Dear mama who wishes she could go back to being a single twenty-something
Dear Future Mama Liz,
I'm pretty sure one day you'll need this. As you write this, you are thinking about how you're turning 28 this week. Not married yet. Thankfully, your mom didn't get married until she was 28, so you didn't need to worry about, "Man, when my mom was this age, she already had four kids ." No, she was just where you are. Except she was dating someone, but whatever, it fits.
What I want to say to you is: I hope you are loving being a mom.
First of all, you know that your single life was actually awesome. You had super awesome wonderful opportunities. So many friends. So many blessings. And you were happy. And you had fun.
But you also know that when you wrote this, things had been a little bit (lot-a-bit) hard at work. Long hours and really difficult projects to work on. Implementing feedback from high-profile people. So many revisions. So much to do, so much to catch up on, so many people to please. And you were trying to build a career after finishing an MBA.
Sometimes your single life was awesome and hard.
Remember how your goal ever since you were little was to get a bachelor's degree, go on a mission, get a master's degree, get married to a super awesome guy and have kids? Well, as I write this to you, I might be close to achieving all of those. Maybe. Or maybe not. (And if it is the next life when you get married and have kids, I hope the Internet is eternal and you can read this blog!)
But you know that work and school and your singles ward and your many responsibilities were sometimes tough on you. There were a few days where you came home in tears or even cried while you were at work (thank you, waterproof mascara).
On those days, you just wished that you were living the part of your dream of being a mom.

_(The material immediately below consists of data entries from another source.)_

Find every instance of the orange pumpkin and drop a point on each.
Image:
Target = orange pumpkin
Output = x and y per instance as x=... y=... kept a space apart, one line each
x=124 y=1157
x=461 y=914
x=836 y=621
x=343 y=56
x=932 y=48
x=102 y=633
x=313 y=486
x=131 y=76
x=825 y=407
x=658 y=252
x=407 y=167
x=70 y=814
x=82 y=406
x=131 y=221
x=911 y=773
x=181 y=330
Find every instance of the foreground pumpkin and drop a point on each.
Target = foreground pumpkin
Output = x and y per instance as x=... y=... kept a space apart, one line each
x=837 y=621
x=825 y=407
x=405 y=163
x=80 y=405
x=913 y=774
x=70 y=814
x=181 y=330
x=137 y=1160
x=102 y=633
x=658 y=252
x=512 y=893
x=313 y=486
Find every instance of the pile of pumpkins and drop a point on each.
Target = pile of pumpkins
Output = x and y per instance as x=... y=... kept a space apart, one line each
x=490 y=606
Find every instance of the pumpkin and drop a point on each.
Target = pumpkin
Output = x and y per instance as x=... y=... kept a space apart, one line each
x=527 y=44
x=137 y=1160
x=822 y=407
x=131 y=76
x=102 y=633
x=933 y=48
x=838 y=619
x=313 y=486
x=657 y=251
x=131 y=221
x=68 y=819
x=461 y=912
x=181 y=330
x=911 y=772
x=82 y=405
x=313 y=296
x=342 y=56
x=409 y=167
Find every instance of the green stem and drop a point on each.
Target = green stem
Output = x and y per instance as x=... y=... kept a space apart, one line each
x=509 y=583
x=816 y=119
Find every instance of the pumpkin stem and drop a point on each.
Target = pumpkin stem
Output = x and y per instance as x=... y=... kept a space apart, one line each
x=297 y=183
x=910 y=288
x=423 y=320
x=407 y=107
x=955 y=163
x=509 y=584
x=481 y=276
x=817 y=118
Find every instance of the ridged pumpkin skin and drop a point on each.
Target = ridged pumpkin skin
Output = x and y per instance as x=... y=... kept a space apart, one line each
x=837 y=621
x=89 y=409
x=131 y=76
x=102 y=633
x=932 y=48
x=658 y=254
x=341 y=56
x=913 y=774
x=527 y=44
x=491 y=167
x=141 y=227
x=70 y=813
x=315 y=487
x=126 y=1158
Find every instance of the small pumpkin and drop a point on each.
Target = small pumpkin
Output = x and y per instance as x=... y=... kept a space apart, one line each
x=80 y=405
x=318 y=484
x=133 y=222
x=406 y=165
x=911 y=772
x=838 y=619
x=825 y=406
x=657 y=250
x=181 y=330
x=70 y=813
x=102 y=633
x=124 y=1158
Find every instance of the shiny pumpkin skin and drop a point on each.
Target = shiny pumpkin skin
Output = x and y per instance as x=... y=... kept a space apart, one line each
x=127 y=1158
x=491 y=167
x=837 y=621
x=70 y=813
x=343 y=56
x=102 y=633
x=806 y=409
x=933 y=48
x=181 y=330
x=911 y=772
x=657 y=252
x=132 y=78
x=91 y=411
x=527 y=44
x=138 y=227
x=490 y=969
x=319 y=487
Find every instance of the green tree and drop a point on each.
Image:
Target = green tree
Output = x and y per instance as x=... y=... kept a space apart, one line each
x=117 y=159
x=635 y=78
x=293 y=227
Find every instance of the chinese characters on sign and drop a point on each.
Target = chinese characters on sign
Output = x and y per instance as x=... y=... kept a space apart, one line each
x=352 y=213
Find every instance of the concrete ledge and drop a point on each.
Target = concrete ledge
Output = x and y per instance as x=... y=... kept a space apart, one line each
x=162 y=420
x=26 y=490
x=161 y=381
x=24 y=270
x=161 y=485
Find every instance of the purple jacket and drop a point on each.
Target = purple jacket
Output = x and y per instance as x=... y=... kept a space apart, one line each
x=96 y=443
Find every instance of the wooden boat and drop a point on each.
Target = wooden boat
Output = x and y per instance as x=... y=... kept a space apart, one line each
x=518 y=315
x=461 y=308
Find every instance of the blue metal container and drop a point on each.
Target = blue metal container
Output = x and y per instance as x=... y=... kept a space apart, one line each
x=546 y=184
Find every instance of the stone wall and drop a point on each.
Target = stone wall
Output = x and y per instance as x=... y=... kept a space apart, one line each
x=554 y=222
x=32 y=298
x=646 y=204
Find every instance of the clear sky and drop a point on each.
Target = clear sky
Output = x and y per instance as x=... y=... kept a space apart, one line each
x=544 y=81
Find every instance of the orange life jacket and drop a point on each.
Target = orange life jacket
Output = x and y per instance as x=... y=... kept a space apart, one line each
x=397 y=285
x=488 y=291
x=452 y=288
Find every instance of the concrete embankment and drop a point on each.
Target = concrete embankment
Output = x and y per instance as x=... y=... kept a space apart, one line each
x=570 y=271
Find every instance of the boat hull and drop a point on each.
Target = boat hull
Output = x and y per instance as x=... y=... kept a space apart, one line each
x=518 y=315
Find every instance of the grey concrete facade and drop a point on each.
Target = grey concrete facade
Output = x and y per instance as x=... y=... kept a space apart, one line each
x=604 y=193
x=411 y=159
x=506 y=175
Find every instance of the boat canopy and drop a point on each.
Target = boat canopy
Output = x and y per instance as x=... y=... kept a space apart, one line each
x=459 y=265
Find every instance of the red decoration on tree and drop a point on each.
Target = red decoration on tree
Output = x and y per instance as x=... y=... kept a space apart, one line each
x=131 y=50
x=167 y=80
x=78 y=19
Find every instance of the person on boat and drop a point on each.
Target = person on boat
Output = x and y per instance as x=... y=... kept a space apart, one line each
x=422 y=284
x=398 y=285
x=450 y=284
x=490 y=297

That you were with a bunch of hooligan kiddos at home. That you were living the life of the mommy bloggers! On those days, you yelled to the heavens (have you noticed I do that a lot?), "I will take 45 dirty diapers and burned toast and a child who cries the whole time we are shopping! I will take the kids who dropped all the eggs on the floor. I will even take the kids who say I'm mean. I will take the inadequacies. I will take the feelings of not being enough and I will take the feelings of thinking I am a horrible mother."
And whether or not you are temporarily working full-time because your husband is in school, or part-time to pay the bills, or (cross your fingers) not employed at all (except freelance work because you just really like to edit stuff to death!), you won't even mind being in the cross-fire of the stay-at-home vs. employed mom debate (because, really, there's no way to avoid it. Moms can be so mean to each other!).
But you know it's hard, future Mama Liz. Just last week you watched your nieces and nephew. Little terror nephew unwrapped the wrapping paper roll so many times you could scream ( and maybe you did). The kids squashed many of the pears you were going to can all over the pear box. They opened up the drainpipe access where there are spiders, even though you told them the spiders would kill them! And they did not stay in the garage while you put the car seats in your car and it was raining. They walked through the puddles, of course.
And last week, you watched a friend's kids. While the baby screamed, you tried to make sugar cookies and while the 3-year-old rolled out the dough, flour got everywhere! Once you finished a glorious nine cookies (that's as many as you could handle) you found out the baby was screaming because she had a major blow-out all the way up her back. And while you tried to clean that up, the other sweetheart wanted to do watercolor painting, which was a feat to keep clean. And you wondered how moms could do that 24/7.